Rowan, invece, si avvicinò con cautela.
«Ti sei persa?»
La bambina annuì.
Si chiamava Sienna e aveva perso di vista sua madre vicino ai controlli di sicurezza. Rowan avvisò subito il personale dell’aeroporto e rimase con lei, mentre Callum cercava di tranquillizzarla parlando di scuola, animali e condividendo con lei i suoi cracker.
Pochi minuti dopo, una donna arrivò correndo lungo il terminal.
«Sienna!»
La bambina si precipitò tra le sue braccia.
Era Maris Vale, una delle imprenditrici più ricche del Paese. Ma in quel momento non sembrava una miliardaria: era semplicemente una madre terrorizzata che aveva appena ritrovato sua figlia.
Quando scoprì che Rowan era rimasto con Sienna, cercò di ricompensarlo.
Lui rifiutò.
«Comprale un gelato. Saremo pari.»
Maris sorrise per la prima volta.
Poi Callum tirò scherzosamente il colletto della maglietta di suo padre. Da sotto il tessuto uscì una catena con due vecchie targhette metalliche.
Maris impallidì.
Su una c’era il nome di Rowan.
Sull’altra:
ADRIAN VALE.
«Dove hai preso quella targhetta?» sussurrò.
Rowan abbassò lo sguardo.
«Adrian era nel mio reparto.»
Maris si portò una mano alla bocca. Adrian era suo fratello maggiore, morto nove anni prima durante il servizio militare.
Rowan le raccontò ciò che nessuno le aveva mai detto.
Durante una missione, era stato Adrian a salvarlo dopo un incidente.

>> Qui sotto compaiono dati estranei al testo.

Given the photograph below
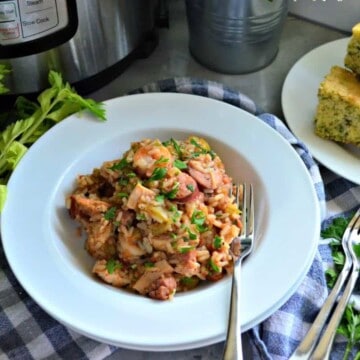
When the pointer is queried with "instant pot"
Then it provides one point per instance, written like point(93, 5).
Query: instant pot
point(89, 41)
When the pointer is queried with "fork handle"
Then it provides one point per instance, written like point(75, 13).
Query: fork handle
point(305, 348)
point(233, 345)
point(323, 349)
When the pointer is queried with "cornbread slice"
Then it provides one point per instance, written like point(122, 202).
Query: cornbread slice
point(352, 58)
point(338, 112)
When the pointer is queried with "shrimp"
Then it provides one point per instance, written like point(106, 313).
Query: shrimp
point(129, 243)
point(150, 156)
point(206, 172)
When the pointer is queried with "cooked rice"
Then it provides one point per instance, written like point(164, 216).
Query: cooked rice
point(160, 219)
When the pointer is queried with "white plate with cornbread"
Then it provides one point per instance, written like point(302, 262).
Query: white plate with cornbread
point(300, 103)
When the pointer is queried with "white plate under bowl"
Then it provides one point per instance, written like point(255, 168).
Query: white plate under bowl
point(299, 101)
point(48, 258)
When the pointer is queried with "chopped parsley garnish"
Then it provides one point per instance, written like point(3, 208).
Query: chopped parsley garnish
point(202, 150)
point(112, 265)
point(185, 249)
point(198, 217)
point(192, 236)
point(180, 164)
point(176, 147)
point(213, 266)
point(110, 213)
point(162, 160)
point(190, 187)
point(123, 163)
point(160, 198)
point(158, 174)
point(189, 281)
point(176, 214)
point(172, 193)
point(123, 181)
point(217, 242)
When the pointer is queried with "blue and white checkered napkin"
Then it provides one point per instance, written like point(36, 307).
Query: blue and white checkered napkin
point(26, 332)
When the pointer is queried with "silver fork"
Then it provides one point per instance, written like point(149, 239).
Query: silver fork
point(323, 349)
point(240, 247)
point(308, 344)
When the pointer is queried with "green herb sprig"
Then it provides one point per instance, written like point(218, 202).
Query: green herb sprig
point(350, 324)
point(35, 118)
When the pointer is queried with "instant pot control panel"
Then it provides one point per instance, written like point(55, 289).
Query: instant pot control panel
point(32, 26)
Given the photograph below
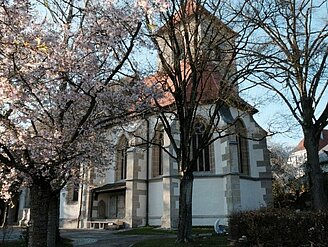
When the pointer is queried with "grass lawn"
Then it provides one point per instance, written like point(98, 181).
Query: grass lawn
point(21, 243)
point(213, 240)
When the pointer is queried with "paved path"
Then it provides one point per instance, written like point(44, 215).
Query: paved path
point(88, 237)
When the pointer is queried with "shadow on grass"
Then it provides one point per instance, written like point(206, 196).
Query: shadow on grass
point(221, 241)
point(202, 236)
point(21, 243)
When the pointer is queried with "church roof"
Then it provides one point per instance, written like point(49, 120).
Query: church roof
point(190, 10)
point(322, 142)
point(210, 89)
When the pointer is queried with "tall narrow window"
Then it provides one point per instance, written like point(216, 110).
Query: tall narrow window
point(243, 159)
point(202, 156)
point(121, 159)
point(157, 153)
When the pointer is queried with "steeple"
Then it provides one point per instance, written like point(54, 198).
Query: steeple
point(194, 27)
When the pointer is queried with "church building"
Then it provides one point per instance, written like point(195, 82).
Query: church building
point(141, 185)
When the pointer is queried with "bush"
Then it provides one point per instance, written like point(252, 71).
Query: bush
point(280, 227)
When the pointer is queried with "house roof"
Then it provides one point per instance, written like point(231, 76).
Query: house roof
point(322, 142)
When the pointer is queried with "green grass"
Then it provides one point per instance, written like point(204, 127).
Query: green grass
point(161, 231)
point(147, 231)
point(218, 241)
point(21, 243)
point(203, 236)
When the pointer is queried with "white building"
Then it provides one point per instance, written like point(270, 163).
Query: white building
point(232, 174)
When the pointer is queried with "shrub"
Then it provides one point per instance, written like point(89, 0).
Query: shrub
point(280, 227)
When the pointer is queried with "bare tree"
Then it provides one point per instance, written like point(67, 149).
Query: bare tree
point(197, 83)
point(59, 77)
point(290, 50)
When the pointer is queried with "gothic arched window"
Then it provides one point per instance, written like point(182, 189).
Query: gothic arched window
point(243, 156)
point(157, 153)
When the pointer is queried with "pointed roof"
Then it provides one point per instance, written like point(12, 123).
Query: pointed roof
point(190, 9)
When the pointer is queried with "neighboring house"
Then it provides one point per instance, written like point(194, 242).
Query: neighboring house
point(232, 174)
point(298, 156)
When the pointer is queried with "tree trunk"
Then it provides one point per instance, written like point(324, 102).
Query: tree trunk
point(311, 144)
point(185, 208)
point(53, 236)
point(40, 197)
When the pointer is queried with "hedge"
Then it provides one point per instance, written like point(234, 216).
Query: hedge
point(280, 227)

Aveva rischiato la propria vita per trascinarlo fuori da una zona pericolosa.
Adrian non era tornato a casa.
Rowan sì.
«Da allora porto il suo nome con me», disse. «Per ricordarmi che ogni giorno con mio figlio è anche un regalo che devo a lui.»
Maris scoppiò a piangere.
Poi guardò Sienna e capì qualcosa che la lasciò senza parole.
Anni prima suo fratello aveva salvato Rowan.
Quel giorno, senza sapere chi fosse, Rowan aveva protetto la figlia di Adrian.
Maris lo abbracciò.
«Forse oggi mio fratello ha trovato il modo di tornare da noi.»
Rowan guardò Callum e Sienna ridere insieme poco più in là.
«Forse», rispose, «voleva solo assicurarsi che il favore venisse restituito.»
E per la prima volta dopo nove anni, Maris sentì che la storia di suo fratello non era finita con la sua morte.
Era semplicemente continuata attraverso qualcuno che non lo aveva mai dimenticato.